Suara.com - Ilmuwan Perubahan Iklim Wayan Suparta menjelaskan soal fenomena suhu panas yang melanda sebagian kota di Indonesia dalam beberapa hari terakhir.
Menurutnya, fenomena suhu panas yang terjadi belakangan ini hanya berlangsung sesaat dengan durasi terbatas.
Alasannya, Indonesia akan segera memasuki peralihan dari musim hujan ke kemarau.
"Betul menurut Badan Meteorologi, Klimatologi, dan Geofisika (BMKG) bahwa kita di bulan Mei ini akan memasuki musim kemarau. Bulan Mei ini sebagai puncak musim peralihan dari musim hujan ke kemarau, atau biasa kita sebut musim Pancaroba," ungkap Wayan saat dihubungi Suara.com, Senin (9/5/2022) malam.
Ia memaparkan, puncak musim panas atau kemarau biasanya terjadi di bulan Juli atau sedikit bergeser ke Agustus pertengahan.
"Di musim Pancaroba ini tidak jarang terjadi cuaca ekstrim, misalnya angin ribut, puting beliung, curah hujan yang kadang terlalu tinggi, awan panas, dan banyak badai tropis lainnya," katanya.

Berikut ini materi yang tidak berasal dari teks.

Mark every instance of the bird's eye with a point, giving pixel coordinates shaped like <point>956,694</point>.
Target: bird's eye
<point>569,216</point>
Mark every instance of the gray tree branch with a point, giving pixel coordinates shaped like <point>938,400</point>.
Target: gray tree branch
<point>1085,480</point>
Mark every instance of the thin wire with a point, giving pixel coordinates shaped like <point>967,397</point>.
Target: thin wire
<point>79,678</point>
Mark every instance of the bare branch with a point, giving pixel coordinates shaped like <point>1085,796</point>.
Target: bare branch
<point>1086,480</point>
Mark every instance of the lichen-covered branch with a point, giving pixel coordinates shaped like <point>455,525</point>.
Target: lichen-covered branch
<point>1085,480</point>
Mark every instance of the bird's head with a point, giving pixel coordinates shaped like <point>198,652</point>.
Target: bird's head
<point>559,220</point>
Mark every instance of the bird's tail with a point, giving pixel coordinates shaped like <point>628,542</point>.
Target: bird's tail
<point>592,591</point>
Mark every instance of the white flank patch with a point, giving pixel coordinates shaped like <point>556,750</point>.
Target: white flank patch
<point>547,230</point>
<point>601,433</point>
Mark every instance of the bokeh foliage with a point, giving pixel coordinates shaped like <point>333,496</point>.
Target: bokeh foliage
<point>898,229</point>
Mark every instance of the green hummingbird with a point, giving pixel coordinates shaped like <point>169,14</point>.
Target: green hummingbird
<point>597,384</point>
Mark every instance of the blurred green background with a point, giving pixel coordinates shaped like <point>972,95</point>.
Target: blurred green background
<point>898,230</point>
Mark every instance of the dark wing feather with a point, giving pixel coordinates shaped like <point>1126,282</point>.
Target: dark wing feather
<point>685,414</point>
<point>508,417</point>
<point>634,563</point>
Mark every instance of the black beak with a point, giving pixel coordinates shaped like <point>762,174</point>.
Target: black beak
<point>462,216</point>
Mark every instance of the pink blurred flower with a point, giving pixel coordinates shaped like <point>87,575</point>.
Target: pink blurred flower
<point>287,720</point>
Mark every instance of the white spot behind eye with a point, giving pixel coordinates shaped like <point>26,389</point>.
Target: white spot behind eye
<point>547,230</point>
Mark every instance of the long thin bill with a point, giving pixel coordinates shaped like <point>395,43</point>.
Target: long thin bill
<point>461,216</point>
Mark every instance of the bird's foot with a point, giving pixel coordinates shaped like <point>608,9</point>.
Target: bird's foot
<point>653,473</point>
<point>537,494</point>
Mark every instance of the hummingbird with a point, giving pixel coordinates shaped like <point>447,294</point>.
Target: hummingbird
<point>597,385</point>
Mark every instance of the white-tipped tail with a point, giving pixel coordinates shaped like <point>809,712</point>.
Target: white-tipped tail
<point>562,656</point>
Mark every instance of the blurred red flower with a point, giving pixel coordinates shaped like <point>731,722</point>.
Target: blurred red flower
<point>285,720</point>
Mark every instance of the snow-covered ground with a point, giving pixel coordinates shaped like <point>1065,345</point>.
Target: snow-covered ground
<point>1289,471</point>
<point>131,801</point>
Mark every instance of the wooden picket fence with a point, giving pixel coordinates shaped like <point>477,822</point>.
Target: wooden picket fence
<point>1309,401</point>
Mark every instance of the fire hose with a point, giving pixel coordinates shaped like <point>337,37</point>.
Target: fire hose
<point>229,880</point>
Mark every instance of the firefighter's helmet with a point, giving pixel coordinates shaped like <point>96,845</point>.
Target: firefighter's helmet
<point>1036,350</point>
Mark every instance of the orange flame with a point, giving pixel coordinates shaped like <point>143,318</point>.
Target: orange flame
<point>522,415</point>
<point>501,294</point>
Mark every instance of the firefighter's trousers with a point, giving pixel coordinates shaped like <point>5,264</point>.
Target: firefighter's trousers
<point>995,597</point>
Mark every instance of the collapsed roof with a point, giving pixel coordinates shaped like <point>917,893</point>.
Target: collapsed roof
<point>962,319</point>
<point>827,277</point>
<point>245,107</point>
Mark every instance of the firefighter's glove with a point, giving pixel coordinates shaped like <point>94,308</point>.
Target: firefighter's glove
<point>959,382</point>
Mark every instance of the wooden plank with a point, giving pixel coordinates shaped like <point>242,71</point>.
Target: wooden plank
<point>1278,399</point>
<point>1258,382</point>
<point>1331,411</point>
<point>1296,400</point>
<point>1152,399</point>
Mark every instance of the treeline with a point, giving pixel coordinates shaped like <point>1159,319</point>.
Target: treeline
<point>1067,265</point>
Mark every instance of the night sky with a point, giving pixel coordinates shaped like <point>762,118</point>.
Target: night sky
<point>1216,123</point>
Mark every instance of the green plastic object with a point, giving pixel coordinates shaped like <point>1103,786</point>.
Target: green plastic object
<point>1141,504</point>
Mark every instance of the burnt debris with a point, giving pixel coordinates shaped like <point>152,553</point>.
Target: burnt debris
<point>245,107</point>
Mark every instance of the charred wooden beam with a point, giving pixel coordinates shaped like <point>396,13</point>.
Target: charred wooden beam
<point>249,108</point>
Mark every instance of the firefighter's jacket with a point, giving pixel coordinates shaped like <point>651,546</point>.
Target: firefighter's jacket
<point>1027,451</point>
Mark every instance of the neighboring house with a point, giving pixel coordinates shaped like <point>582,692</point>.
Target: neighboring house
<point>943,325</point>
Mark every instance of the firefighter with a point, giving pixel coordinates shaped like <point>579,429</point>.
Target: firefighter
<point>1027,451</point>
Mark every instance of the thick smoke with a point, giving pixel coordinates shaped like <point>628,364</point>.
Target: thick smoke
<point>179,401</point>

"Pancaroba ini ya musim ekstrim (Mei dan September) untuk di Indonesia. September-Oktober (secara astronomi 22-23 September) yaitu peralihan dari musim kemarau ke musim hujan," tambah dia.
Secara Astronomi, papar Wayan, sejak 21-22 Maret setiap tahun terjadi gerak semu tahunan Matahari.
Posisi Matahari berada di wilayah utara ekuator mengindikasikan jika sebagian wilayah Indonesia akan mulai masuk pada musim kemarau.
"Posisi matahari di utara Khatulistiwa ya artinya daerah bagian atas (utara) akan banyak menerima sinar radiasi matahari (panas)," sebut Wayan.
Baca Juga: BMKG Jelaskan Penyebab Suhu Panas Terik di Indonesia
Lebih lanjut, Wayan mengungkap kalau posisi Matahari seolah-olah berubah setiap tahun mengikuti rasi bintang jika dilihat dari Bumi.
Maka dari itu fenomena tersebut dinamakan gerak semu tahunan Matahari.
"Padahal matahari sebagai pusat tata surya itu tidak bergerak, kita yang seolah-olah melihatnya bergerak atau berubah posisi. Setiap perubahan ini tentu akan membawa dampak badai meteorologi atau perubahan iklim," jelas dia.